Emerging growth company x
If an emerging growth company, indicate by check mark if the registrant
has elected not to use the extended transition period for complying with any new or revised financial accounting standards provided pursuant
to Section 13(a) of the Exchange Act.
Item 1.01 Entry into a Material Definitive Agreement.

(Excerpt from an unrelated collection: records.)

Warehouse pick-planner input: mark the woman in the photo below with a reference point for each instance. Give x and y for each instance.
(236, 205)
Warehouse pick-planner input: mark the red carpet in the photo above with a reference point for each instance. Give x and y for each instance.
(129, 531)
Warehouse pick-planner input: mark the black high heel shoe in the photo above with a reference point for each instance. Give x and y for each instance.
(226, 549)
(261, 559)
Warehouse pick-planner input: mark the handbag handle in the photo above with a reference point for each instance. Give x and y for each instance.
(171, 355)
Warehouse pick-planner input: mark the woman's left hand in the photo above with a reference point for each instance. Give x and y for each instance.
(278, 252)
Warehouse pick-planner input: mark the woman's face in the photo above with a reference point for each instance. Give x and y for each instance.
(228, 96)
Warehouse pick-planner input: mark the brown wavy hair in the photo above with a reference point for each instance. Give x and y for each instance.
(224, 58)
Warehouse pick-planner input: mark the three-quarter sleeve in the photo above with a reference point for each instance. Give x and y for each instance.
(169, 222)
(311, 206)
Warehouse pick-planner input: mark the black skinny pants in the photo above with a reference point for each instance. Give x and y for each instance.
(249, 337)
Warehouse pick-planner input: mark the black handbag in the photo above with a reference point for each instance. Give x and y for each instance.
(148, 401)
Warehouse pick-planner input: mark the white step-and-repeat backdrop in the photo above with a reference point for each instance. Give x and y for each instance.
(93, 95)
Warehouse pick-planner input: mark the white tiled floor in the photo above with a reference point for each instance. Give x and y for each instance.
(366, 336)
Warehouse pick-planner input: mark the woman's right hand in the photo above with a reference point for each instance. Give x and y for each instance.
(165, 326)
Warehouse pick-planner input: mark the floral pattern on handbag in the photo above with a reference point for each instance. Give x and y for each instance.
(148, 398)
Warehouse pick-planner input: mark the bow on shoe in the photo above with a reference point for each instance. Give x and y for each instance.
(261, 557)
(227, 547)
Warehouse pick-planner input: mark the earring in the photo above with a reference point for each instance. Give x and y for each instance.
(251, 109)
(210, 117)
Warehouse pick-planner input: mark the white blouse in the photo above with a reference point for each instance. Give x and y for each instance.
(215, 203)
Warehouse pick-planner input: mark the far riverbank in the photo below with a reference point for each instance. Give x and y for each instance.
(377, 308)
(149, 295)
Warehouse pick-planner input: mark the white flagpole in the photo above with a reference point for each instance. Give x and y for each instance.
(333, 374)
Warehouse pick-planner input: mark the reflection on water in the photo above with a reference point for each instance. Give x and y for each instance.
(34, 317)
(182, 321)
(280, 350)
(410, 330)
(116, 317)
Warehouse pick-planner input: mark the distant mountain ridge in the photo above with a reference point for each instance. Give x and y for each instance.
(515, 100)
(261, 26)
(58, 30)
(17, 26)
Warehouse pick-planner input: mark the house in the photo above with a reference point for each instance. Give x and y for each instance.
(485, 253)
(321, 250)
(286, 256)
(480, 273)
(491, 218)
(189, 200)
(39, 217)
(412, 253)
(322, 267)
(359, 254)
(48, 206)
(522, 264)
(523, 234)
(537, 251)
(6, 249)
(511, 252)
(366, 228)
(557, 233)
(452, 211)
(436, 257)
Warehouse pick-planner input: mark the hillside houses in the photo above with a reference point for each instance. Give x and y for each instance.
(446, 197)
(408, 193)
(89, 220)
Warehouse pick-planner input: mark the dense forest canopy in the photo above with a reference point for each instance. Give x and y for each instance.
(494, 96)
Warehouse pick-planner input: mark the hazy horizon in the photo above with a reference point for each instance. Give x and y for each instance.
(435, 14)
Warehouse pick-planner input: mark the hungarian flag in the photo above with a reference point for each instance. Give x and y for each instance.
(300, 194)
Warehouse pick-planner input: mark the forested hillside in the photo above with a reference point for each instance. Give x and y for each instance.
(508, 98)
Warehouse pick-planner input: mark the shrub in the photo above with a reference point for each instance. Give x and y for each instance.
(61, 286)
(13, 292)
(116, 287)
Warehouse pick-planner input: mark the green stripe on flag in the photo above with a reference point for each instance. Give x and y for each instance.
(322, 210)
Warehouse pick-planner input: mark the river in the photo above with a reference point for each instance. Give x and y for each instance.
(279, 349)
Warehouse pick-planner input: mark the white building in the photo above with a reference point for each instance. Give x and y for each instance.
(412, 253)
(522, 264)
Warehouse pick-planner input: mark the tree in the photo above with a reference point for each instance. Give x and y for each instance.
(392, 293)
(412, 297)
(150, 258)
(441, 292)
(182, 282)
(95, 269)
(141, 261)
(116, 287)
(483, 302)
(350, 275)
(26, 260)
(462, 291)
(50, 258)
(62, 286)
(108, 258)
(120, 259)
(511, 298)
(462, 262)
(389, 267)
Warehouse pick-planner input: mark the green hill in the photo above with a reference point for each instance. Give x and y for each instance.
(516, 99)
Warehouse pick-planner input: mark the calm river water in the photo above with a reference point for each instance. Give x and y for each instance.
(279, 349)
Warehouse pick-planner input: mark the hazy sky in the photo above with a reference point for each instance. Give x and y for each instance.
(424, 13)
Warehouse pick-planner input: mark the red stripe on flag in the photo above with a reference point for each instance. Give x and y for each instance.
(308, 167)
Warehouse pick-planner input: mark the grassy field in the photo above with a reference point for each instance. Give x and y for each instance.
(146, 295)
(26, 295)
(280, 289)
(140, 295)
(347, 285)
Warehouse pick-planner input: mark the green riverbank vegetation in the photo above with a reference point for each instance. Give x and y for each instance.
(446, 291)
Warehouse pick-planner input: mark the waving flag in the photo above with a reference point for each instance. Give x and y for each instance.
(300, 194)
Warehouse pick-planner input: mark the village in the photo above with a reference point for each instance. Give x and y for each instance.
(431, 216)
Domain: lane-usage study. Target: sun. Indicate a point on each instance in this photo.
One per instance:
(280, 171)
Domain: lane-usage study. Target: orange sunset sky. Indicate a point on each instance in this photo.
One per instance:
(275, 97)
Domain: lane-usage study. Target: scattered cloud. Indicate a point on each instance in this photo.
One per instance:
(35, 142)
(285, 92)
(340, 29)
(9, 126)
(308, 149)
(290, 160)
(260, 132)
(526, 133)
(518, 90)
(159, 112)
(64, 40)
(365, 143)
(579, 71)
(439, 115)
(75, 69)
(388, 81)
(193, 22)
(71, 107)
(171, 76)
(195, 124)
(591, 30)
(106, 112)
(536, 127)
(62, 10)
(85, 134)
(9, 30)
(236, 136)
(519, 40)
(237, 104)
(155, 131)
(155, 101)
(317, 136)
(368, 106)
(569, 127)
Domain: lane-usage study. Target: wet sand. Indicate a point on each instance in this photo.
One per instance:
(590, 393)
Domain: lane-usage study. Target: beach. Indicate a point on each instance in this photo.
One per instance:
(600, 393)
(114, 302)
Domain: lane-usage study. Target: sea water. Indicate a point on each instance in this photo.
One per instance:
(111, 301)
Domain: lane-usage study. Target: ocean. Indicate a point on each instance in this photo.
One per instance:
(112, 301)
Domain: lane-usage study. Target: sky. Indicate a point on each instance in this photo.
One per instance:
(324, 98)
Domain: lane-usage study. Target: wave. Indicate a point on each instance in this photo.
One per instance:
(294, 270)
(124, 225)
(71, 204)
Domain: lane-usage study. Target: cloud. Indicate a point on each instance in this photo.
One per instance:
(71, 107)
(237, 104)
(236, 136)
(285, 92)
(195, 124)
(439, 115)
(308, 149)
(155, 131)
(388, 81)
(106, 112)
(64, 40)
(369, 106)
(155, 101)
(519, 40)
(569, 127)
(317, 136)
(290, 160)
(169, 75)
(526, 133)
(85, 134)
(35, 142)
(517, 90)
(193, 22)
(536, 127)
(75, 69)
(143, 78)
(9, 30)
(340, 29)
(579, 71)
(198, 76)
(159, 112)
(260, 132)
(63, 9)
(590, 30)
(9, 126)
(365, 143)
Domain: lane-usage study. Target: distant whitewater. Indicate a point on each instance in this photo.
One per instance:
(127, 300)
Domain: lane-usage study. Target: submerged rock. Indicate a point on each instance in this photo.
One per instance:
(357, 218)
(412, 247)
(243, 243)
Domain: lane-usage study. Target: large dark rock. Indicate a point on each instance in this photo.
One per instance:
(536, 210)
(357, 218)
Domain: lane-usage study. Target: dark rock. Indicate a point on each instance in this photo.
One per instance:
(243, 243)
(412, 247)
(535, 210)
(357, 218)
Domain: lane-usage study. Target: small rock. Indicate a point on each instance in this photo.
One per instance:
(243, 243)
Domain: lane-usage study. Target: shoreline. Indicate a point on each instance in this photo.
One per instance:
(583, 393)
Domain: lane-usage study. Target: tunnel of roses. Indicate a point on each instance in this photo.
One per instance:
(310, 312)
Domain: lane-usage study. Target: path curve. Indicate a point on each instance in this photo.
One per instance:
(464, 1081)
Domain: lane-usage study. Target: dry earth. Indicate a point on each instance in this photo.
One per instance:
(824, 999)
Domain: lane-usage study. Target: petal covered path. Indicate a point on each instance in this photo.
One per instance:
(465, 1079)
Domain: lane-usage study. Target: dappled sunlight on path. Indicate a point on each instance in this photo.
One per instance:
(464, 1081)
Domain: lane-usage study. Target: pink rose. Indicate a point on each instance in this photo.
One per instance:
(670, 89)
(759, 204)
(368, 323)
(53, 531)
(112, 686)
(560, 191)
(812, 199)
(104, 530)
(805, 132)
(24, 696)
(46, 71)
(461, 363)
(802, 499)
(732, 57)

At the Market Sales Agreement
On March 13, 2026, MultiSensor
AI Holdings, Inc., a Delaware corporation (the “Company”) entered into an at market issuance sales agreement (the “Sales
Agreement”) with Roth Capital Partners, LLC and H.C. Wainwright & Co., LLC, as sales agents or principals (the “Agents”),
under which the Company may offer and sell shares of the Company’s common stock, par value $0.0001 per share, having an aggregate
market value of up to $60,000,000 from time to time through the Agents (the “Offering”).
Sales of common stock under
the Sales Agreement, if any, will be in “at the market offerings” as defined in Rule 415 under the Securities Act of 1933,
as amended, including, without limitation, sales made directly on or through The Nasdaq Capital Market or on any other existing trading
market for the Company’s common stock, as applicable, or to or through a market maker or any other method permitted by law, including,
without limitation, negotiated transactions and block trades. The Agents are not required to sell any specific number or dollar amount
of securities, but will use their commercially reasonable efforts consistent with their normal trading and sales practices, on mutually
agreed terms between the Agents and the Company. The Sales Agreement sets parameters for the sale of shares of the Company’s common
stock, including the maximum number or amount of shares to be sold, the time period during which sales may be made, any limitation on
the number or amount of shares that may be sold in any one trading day, and any minimum price below which sales may not be made. The Company
intends to use the net proceeds from sales of common stock under the Sales Agreement, if any, for working capital and general corporate
purposes.
The Sales Agreement contains
customary representations and warranties of the Company and indemnification and contribution provisions pursuant to which the Company
has agreed to indemnify the Agents against certain specified liabilities. The Company will pay the Agents a commission at a rate of up
to 3.0% of the gross sales proceeds from sales of common stock under the Sales Agreement. The offering of common stock pursuant to the
Sales Agreement will terminate upon the earlier of (i) the sale of all shares of common stock subject to the Sales Agreement or (ii) the
termination of the Sales Agreement by the Agents or the Company in accordance with the terms of the Sales Agreement.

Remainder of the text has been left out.